Ferulic acid ameliorates lipopolysaccharide-induced tracheal injury via cGMP/PKGII signaling pathway.

机构信息

Department of Anesthesiology, the First Hospital of China Medical University, Shenyang, 110001, China.

Department of Stem Cells and Regenerative Medicine, College of Basic Medical Science, China Medical University, Shenyang, 110122, China.

出版信息

Respir Res. 2021 Dec 4;22(1):308. doi: 10.1186/s12931-021-01897-4.

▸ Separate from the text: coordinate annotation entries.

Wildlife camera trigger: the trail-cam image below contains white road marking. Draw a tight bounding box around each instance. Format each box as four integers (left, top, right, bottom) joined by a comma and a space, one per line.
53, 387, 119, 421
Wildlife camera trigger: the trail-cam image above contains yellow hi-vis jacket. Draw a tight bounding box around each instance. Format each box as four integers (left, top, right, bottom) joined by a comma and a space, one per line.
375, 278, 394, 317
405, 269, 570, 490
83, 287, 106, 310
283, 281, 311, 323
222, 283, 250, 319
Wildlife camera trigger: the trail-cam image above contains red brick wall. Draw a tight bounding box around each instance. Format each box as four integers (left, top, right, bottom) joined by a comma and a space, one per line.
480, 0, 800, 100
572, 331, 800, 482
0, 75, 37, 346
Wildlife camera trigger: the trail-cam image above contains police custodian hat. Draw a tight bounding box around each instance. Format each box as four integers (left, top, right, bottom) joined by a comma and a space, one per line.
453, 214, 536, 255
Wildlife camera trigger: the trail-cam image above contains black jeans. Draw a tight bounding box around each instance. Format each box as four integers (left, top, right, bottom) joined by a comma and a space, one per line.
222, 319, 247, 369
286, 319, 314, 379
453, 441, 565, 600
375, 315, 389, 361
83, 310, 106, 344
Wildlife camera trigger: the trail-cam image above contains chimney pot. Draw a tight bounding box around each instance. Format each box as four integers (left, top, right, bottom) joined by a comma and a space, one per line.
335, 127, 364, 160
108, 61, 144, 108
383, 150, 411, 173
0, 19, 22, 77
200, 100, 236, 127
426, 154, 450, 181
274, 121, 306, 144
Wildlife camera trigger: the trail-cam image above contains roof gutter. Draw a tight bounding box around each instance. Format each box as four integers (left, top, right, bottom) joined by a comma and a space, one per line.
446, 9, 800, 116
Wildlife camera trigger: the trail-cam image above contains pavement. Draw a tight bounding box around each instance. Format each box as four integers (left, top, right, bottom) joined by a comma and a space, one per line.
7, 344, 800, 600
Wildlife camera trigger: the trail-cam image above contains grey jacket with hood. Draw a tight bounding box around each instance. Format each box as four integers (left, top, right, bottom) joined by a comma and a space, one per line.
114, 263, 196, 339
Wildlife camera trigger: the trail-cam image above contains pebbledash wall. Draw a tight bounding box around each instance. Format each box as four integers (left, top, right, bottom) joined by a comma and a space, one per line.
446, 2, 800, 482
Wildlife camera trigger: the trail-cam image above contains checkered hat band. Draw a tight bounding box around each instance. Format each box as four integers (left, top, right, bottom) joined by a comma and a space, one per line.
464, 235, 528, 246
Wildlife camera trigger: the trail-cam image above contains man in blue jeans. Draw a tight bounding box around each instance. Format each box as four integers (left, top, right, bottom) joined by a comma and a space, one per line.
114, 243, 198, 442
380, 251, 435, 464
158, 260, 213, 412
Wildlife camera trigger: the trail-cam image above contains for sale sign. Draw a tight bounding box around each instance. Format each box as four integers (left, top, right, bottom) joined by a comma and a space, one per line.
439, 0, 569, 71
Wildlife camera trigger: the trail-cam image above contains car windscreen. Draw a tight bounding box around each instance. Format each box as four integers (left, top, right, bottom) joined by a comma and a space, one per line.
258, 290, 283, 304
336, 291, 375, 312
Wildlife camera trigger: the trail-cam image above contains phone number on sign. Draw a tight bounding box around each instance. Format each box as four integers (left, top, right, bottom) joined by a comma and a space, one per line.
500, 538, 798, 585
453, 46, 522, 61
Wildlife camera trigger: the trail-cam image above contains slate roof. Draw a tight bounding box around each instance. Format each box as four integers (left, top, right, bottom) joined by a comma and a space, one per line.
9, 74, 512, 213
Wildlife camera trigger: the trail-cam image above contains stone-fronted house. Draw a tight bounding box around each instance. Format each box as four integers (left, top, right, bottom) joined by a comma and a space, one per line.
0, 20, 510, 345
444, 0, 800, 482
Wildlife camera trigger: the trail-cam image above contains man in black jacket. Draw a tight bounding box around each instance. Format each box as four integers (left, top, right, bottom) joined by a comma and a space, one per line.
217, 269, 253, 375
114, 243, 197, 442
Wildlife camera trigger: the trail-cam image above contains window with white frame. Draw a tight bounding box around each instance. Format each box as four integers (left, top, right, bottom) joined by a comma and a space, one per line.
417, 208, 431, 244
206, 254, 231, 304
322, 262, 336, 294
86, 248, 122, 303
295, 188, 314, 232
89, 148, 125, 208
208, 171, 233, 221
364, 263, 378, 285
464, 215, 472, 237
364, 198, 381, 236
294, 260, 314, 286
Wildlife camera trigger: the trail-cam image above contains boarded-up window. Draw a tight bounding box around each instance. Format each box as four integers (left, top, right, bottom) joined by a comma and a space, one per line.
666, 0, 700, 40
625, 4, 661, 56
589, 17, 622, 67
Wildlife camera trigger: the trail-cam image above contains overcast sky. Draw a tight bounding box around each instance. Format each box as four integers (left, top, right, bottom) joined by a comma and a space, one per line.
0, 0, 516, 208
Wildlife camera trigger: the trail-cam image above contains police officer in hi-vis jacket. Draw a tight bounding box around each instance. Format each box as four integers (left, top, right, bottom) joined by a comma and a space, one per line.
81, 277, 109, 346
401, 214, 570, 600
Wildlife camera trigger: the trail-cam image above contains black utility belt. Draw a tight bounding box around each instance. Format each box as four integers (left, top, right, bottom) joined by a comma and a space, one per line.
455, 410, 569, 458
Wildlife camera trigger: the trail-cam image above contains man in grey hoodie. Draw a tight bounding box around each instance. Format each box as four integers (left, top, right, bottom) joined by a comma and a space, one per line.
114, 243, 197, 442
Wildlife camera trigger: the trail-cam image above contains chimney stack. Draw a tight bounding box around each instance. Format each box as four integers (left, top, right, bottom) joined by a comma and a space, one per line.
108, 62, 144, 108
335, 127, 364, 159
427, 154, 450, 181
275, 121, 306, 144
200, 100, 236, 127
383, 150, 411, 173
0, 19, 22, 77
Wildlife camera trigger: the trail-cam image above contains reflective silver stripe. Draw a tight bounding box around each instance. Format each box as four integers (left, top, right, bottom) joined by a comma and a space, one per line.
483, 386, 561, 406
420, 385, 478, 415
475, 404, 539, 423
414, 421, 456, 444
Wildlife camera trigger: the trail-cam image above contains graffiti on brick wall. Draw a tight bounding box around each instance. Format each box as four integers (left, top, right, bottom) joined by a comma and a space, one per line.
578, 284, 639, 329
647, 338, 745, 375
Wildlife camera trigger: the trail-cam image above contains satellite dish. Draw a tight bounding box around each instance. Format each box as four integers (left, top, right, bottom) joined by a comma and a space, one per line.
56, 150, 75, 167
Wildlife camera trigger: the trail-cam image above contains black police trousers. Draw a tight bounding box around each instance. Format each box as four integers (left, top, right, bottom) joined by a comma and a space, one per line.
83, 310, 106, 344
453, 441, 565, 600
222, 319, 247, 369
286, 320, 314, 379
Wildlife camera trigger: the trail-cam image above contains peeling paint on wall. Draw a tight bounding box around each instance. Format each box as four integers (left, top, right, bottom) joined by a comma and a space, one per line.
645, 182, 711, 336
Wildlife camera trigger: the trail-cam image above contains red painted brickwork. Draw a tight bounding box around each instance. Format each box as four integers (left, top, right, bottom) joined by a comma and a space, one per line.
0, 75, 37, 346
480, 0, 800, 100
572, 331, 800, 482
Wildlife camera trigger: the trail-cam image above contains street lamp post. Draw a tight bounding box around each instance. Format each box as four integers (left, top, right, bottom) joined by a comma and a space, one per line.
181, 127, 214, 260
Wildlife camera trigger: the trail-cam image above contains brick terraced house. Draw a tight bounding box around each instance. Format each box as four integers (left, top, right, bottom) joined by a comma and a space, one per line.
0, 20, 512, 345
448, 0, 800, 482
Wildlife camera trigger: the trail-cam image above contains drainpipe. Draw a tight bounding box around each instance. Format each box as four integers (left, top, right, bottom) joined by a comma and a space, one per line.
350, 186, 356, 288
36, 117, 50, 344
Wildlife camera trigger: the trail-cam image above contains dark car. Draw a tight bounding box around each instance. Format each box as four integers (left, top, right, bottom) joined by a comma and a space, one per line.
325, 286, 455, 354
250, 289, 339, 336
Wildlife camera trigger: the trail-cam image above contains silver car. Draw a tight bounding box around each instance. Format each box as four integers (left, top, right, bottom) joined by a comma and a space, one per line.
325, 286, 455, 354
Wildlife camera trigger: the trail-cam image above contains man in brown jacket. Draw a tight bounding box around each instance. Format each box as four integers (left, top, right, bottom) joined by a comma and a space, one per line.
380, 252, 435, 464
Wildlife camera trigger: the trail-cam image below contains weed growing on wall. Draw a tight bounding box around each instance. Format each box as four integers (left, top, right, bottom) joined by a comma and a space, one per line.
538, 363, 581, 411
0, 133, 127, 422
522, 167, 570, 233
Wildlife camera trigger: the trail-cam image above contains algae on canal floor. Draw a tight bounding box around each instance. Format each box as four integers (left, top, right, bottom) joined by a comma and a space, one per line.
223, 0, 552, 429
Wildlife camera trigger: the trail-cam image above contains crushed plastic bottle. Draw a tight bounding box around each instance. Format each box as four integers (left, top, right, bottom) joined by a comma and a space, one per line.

DOI:10.1186/s12931-021-01897-4
PMID:34863181
原文链接:https://pmc.ncbi.nlm.nih.gov/articles/PMC8642995/
Abstract

BACKGROUND

Tracheal injury is a common clinical condition that still lacks an effective therapy at present. Stimulation of epithelial sodium channel (ENaC) increases Na transport, which is a driving force to keep tracheal mucosa free edema fluid during tracheal injury. Ferulic acid (FA) has been proved to be effective in many respiratory diseases through exerting anti-oxidant, anti-inflammatory, and anti-thrombotic effects. However, these studies rarely involve the level of ion transport, especially ENaC.

METHODS

C57BL/J male mice were treated intraperitoneally with normal saline or FA (100 mg/kg) 12 h before, and 12 h after intratracheal administration of lipopolysaccharide (LPS, 5 mg/kg), respectively. The effects of FA on tracheal injury were not only assessed through HE staining, immunofluorescence assay, and protein/mRNA expressions of ENaC located on tracheas, but also evaluated by the function of ENaC in mouse tracheal epithelial cells (MTECs). Besides, to explore the detailed mechanism about FA involved in LPS-induced tracheal injury, the content of cyclic guanosine monophosphate (cGMP) was measured, and Rp-cGMP (cGMP inhibitor) or cGMP-dependent protein kinase II (PKGII)-siRNA (siPKGII) were applied in primary MTECs, respectively.

RESULTS

Histological examination results demonstrated that tracheal injury was obviously attenuated by pretreatment of FA. Meanwhile, FA could reverse LPS-induced reduction of both protein/mRNA expressions and ENaC activity. ELISA assay verified cGMP content was increased by FA, and administration of Rp-cGMP or transfection of siPKGII could reverse the FA up-regulated ENaC protein expression in MTECs.

CONCLUSIONS

Ferulic acid can attenuate LPS-induced tracheal injury through up-regulation of ENaC at least partially via the cGMP/PKGII pathway, which may provide a promising new direction for preventive and therapeutic strategy in tracheal injury.

摘要

背景

气管损伤是一种常见的临床病症,目前仍缺乏有效的治疗方法。刺激上皮钠离子通道(ENaC)可增加钠转运,这是保持气管损伤时气管黏膜无水肿液的驱动力。阿魏酸(FA)已被证明在许多呼吸系统疾病中通过发挥抗氧化、抗炎和抗血栓作用是有效的。然而,这些研究很少涉及离子转运水平,特别是 ENaC。

方法

C57BL/J 雄性小鼠分别在气管内给予脂多糖(LPS,5mg/kg)前 12 小时和后 12 小时腹腔内给予生理盐水或 FA(100mg/kg)。FA 对气管损伤的影响不仅通过 HE 染色、免疫荧光分析和气管上 ENaC 的蛋白/ mRNA 表达来评估,还通过小鼠气管上皮细胞(MTECs)的 ENaC 功能来评估。此外,为了探讨 FA 参与 LPS 诱导的气管损伤的详细机制,测量了环鸟苷酸(cGMP)的含量,并在原代 MTECs 中分别应用 Rp-cGMP(cGMP 抑制剂)或 cGMP 依赖性蛋白激酶 II(PKGII)-siRNA(siPKGII)。

结果

组织学检查结果表明,FA 预处理明显减轻了气管损伤。同时,FA 可逆转 LPS 诱导的蛋白/ mRNA 表达和 ENaC 活性降低。ELISA 检测证实 FA 增加了 cGMP 的含量,而 Rp-cGMP 或 siPKGII 的给药可逆转 FA 上调 MTECs 中 ENaC 蛋白表达。

结论

阿魏酸可通过 cGMP/PKGII 途径至少部分上调 ENaC 来减轻 LPS 诱导的气管损伤,这可能为气管损伤的预防和治疗策略提供一个有前途的新方向。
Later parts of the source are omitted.